Zaman içinde örgütün dağ kadrosu ya da yurt dışı eğitim kamplarına götürülen bu gençler, silahlı ve bombalı eylemlerde kullanılmak üzere hazırlanıyor.
Yapılanma, devlet üniversitelerinde
Ankara, Hacettepe, Orta Doğu Teknik üniversitelerinde "Halk Cephesi, Öğrenci Kolektifleri, YDG-H, SGDF" gibi isimler altında çeşitli oluşumlar bulunuyor. Bu oluşumlarda 30-50 kişilik çekirdek kadro, öğrencilerin gruba kazandırılması ve etkinliklere katılmaları için faaliyet yürütüyor.
Üniversite yerleşkesinde pankart asıp, duvarlara yazı yazan ve bildiri dağıtan bu kadrodaki her örgüt üyesi, bulundukları üniversitedeki öğrencileri kendi saflarına çekmek için adeta birbirleriyle yarışıyor. Bu yarışta gruplar bazen birbirlerine destek olurken, bazen de hakimiyet kavgaları yaşanıyor.
Öğrenciler, görüşleri kendisinden farklı diye aynı üniversitede birlikte okudukları arkadaşlarını zaman içinde düşman gibi görmeye başlıyor.
Özel güvenlik sadece kimlik kontrolü yapıyor
Son dönemde öğrencilerin karşı karşıya gelmemesi için üniversite yetkilileri çeşitli önlemler almaya çalışıyor.
Yerleşke girişlerinde özel güvenlik görevlileri tarafından yabancıların okula girmemesi için kimlik kontrolleri yapılsa da dil ve tarih-coğrafya fakültesi gibi aynı yerleşkede okuyan farklı görüşteki öğrenciler, bu sefer de içeride karşı karşıya geliyor.
Çıkan kavgaları ayırmak için üniversite yöneticilerinin izniyle polisler, okula girerek müdahale ediyor.
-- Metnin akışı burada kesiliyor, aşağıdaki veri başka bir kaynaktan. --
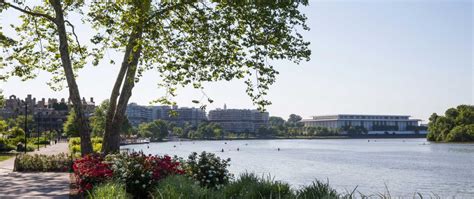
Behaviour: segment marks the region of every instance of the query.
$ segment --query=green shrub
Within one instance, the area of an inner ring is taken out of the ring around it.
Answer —
[[[69,138],[69,145],[80,145],[80,144],[81,144],[81,138],[79,137]]]
[[[16,146],[10,144],[7,139],[0,138],[0,151],[11,151],[16,150]]]
[[[182,175],[169,176],[158,184],[153,198],[222,198],[220,192],[199,186],[194,180]]]
[[[325,199],[337,199],[339,198],[336,190],[329,186],[329,183],[322,183],[318,180],[313,182],[309,186],[304,186],[300,190],[296,191],[296,195],[301,199],[310,198],[325,198]]]
[[[474,124],[454,127],[446,136],[447,142],[472,142],[474,141]]]
[[[21,154],[15,159],[15,171],[20,172],[68,172],[72,158],[65,153],[57,155]]]
[[[170,156],[121,153],[106,156],[114,180],[125,184],[127,192],[146,198],[158,182],[170,175],[183,174],[181,163]]]
[[[91,138],[92,150],[94,153],[100,153],[102,150],[102,138],[94,137]],[[76,157],[80,156],[81,153],[81,138],[72,137],[69,138],[69,153],[73,154]]]
[[[81,141],[81,140],[79,139],[79,142],[80,142],[80,141]],[[95,143],[100,143],[100,144],[102,144],[102,138],[101,138],[101,137],[93,137],[93,138],[91,139],[91,141],[92,141],[92,143],[94,143],[94,144],[95,144]]]
[[[79,151],[80,151],[80,147],[79,147]],[[93,143],[92,144],[92,151],[94,151],[95,153],[99,153],[100,150],[102,150],[102,143]]]
[[[114,198],[114,199],[125,199],[131,198],[125,191],[125,185],[116,182],[107,182],[95,186],[92,191],[89,192],[87,198],[92,199],[103,199],[103,198]]]
[[[290,185],[274,181],[270,176],[258,177],[244,173],[223,188],[225,198],[295,198]]]
[[[201,186],[219,189],[232,178],[227,170],[229,162],[230,159],[221,160],[213,153],[203,151],[198,156],[194,152],[186,161],[185,172]]]

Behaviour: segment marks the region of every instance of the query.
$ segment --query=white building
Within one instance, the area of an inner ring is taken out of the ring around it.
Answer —
[[[327,127],[333,129],[348,126],[362,126],[369,134],[396,133],[410,134],[420,127],[419,119],[410,119],[409,115],[356,115],[338,114],[313,116],[302,120],[306,127]]]

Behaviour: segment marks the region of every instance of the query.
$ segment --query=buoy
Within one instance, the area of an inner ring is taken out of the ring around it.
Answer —
[[[173,147],[176,148],[176,145],[174,145]]]
[[[239,148],[237,148],[237,151],[240,151],[240,149],[239,149]]]
[[[222,149],[221,152],[224,153],[224,149]]]
[[[280,151],[280,148],[278,148],[278,151]]]

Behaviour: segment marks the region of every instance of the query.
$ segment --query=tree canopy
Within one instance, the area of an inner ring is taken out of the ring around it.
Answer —
[[[263,96],[278,72],[269,60],[309,60],[309,30],[298,11],[306,1],[233,2],[123,1],[91,4],[89,21],[98,34],[97,58],[104,49],[124,51],[107,113],[104,151],[118,150],[118,129],[134,84],[145,71],[158,71],[174,104],[177,86],[202,89],[203,82],[245,79],[247,94],[264,109]],[[114,60],[111,60],[114,62]],[[98,63],[98,62],[95,62]],[[208,102],[212,102],[208,99]],[[199,102],[198,102],[199,103]]]
[[[0,11],[11,8],[23,13],[22,24],[14,25],[18,40],[0,34],[0,47],[5,47],[6,55],[0,61],[13,68],[1,78],[31,79],[40,69],[53,74],[49,83],[53,89],[61,88],[60,82],[67,80],[78,127],[82,128],[81,147],[87,149],[83,152],[92,149],[74,71],[86,64],[87,57],[98,65],[105,50],[123,52],[105,121],[102,149],[109,153],[119,149],[120,124],[125,120],[128,100],[146,71],[158,72],[159,86],[167,93],[156,100],[161,104],[174,104],[178,86],[203,89],[204,82],[242,79],[251,100],[264,110],[271,104],[264,96],[278,74],[271,61],[285,59],[299,64],[311,54],[309,42],[301,35],[309,30],[306,17],[298,10],[307,5],[305,0],[90,4],[50,0],[31,9],[26,1],[1,2]],[[88,10],[85,22],[95,30],[91,46],[79,44],[75,26],[67,19],[71,13],[82,15],[82,10]],[[207,101],[212,103],[212,99]]]
[[[28,80],[35,78],[37,71],[43,70],[51,73],[48,85],[53,90],[62,89],[62,83],[66,81],[81,136],[81,152],[85,155],[92,152],[92,143],[76,82],[76,71],[84,67],[88,56],[95,54],[89,54],[85,46],[79,44],[75,27],[67,19],[71,13],[82,14],[83,6],[84,1],[48,0],[32,3],[1,0],[0,12],[7,9],[18,11],[21,13],[21,23],[11,24],[16,33],[15,38],[7,37],[0,29],[0,80],[11,76]]]
[[[472,142],[474,141],[474,106],[459,105],[446,110],[444,116],[433,113],[428,123],[430,141]]]
[[[300,122],[302,119],[303,118],[299,115],[291,114],[288,118],[287,125],[293,127],[301,127],[303,125],[303,123]]]
[[[70,110],[69,114],[67,115],[66,122],[63,124],[63,131],[66,133],[68,137],[78,137],[79,136],[79,128],[76,123],[76,112],[74,110]]]
[[[138,126],[138,133],[142,137],[151,138],[152,141],[163,140],[168,136],[168,124],[163,120],[155,120]]]

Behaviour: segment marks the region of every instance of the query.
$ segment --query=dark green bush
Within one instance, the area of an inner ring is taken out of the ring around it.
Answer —
[[[0,138],[0,151],[16,150],[16,146],[9,143],[7,139]]]
[[[169,176],[163,179],[155,191],[154,198],[222,198],[220,192],[199,186],[194,180],[182,175]]]

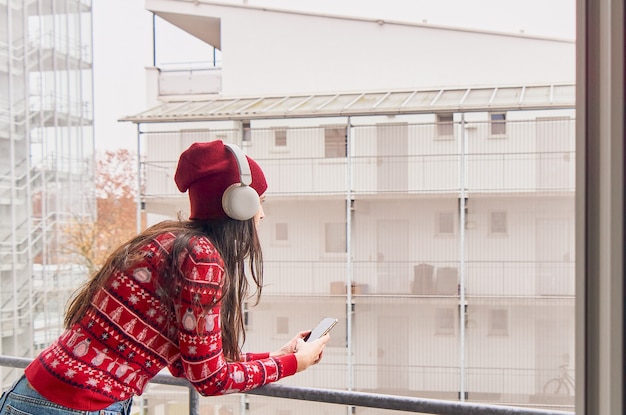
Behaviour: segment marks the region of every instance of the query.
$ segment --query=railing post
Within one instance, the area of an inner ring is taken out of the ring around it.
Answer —
[[[200,415],[200,394],[189,385],[189,415]]]

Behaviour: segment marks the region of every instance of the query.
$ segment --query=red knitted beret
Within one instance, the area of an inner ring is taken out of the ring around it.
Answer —
[[[261,167],[246,156],[252,173],[252,187],[261,196],[267,189]],[[174,181],[181,192],[189,191],[189,219],[228,217],[222,208],[222,195],[233,183],[240,182],[235,155],[221,140],[194,143],[178,160]]]

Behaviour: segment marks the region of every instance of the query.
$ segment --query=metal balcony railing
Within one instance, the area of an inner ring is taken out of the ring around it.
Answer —
[[[0,366],[25,368],[31,359],[0,356]],[[150,382],[162,385],[180,386],[189,389],[189,415],[199,414],[200,395],[187,380],[168,374],[158,374]],[[437,399],[413,398],[408,396],[383,395],[375,393],[353,392],[337,389],[305,388],[266,385],[246,392],[250,395],[274,398],[297,399],[347,406],[388,409],[394,411],[418,412],[437,415],[573,415],[572,412],[546,411],[511,406],[482,405],[468,402],[454,402]]]

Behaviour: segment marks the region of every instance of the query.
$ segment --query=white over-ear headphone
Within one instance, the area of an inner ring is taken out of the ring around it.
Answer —
[[[224,143],[237,160],[239,169],[239,183],[230,185],[222,195],[222,208],[224,212],[236,220],[252,219],[259,211],[261,200],[256,190],[250,187],[252,172],[250,164],[243,151],[234,144]]]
Okul dışında ise güvenlik şube ve çevik kuvvet ekipleri önlem alıyor.
Aynı okulda çıkan kavganın sonunda grupların, çevik kuvvet polisi nezaretinde ya farklı zamanlarda ya da farklı kapılardan çıkarılarak tekrar karşı karşıya gelmeleri engelleniyor.